Roadside saliva test could detect cannabis use
Even though driving while high can be just as dangerous as driving drunk, there's currently still little in the way of devices that can be used for roadside cannabis-use checks. That could be about to change, though, thanks to research being conducted at the University of Texas at Dallas.
Led by Prof. Shalini Prasad, scientists at the university are developing a system that incorporates disposable test strips, and a compact portable reader device.
Each strip incorporates two electrodes, and is coated with proteins that bind only with THC, which is the psychoactive compound in cannabis. Once a person's saliva sample has been applied to a strip, that strip is placed in the reader, which runs an electrical current through it.
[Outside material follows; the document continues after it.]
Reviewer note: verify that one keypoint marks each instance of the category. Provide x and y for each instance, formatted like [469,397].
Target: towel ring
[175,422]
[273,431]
Because the proteins exhibit different qualities when bound with THC, the current increases in accordance with how much of the compound is present in the sample. By measuring that increase, the reader is therefore able to calculate THC levels in the bloodstream, which closely correlate with those in the saliva.
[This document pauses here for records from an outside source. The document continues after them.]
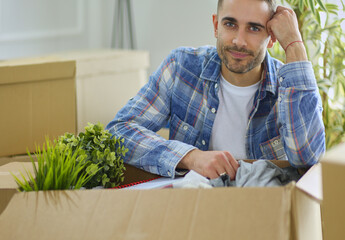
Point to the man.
(230, 102)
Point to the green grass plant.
(101, 149)
(57, 170)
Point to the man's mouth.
(236, 54)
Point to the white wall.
(38, 27)
(163, 25)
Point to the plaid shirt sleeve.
(300, 113)
(145, 114)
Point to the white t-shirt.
(230, 125)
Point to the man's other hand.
(210, 164)
(284, 27)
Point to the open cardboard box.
(333, 204)
(288, 212)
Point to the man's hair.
(271, 3)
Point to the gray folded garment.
(261, 173)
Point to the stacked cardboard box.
(51, 95)
(105, 81)
(37, 100)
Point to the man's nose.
(240, 39)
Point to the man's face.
(242, 37)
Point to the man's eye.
(254, 29)
(230, 24)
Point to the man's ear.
(215, 25)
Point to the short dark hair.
(271, 3)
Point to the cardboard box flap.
(335, 155)
(311, 182)
(35, 69)
(151, 214)
(15, 168)
(105, 61)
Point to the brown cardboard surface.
(106, 79)
(37, 99)
(152, 214)
(333, 207)
(239, 213)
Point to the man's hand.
(210, 164)
(284, 27)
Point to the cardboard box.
(37, 99)
(106, 79)
(62, 93)
(333, 207)
(287, 212)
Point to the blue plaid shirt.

The testing procedure can reportedly be performed onsite in under five minutes, and is capable of measuring THC levels ranging from 100 picograms per milliliter to 100 nanograms per milliliter of blood – according to Prasad, previous research suggests that a minimum of 1 to 15 nanograms/ml constitutes impairment.
"This is the first demonstration of a prototype device that can report both low and high concentrations of THC in a noninvasive, highly sensitive and specific manner," she says.
A report on the study was recently featured on the American Chemical Society's SciMeetings online presentation platform.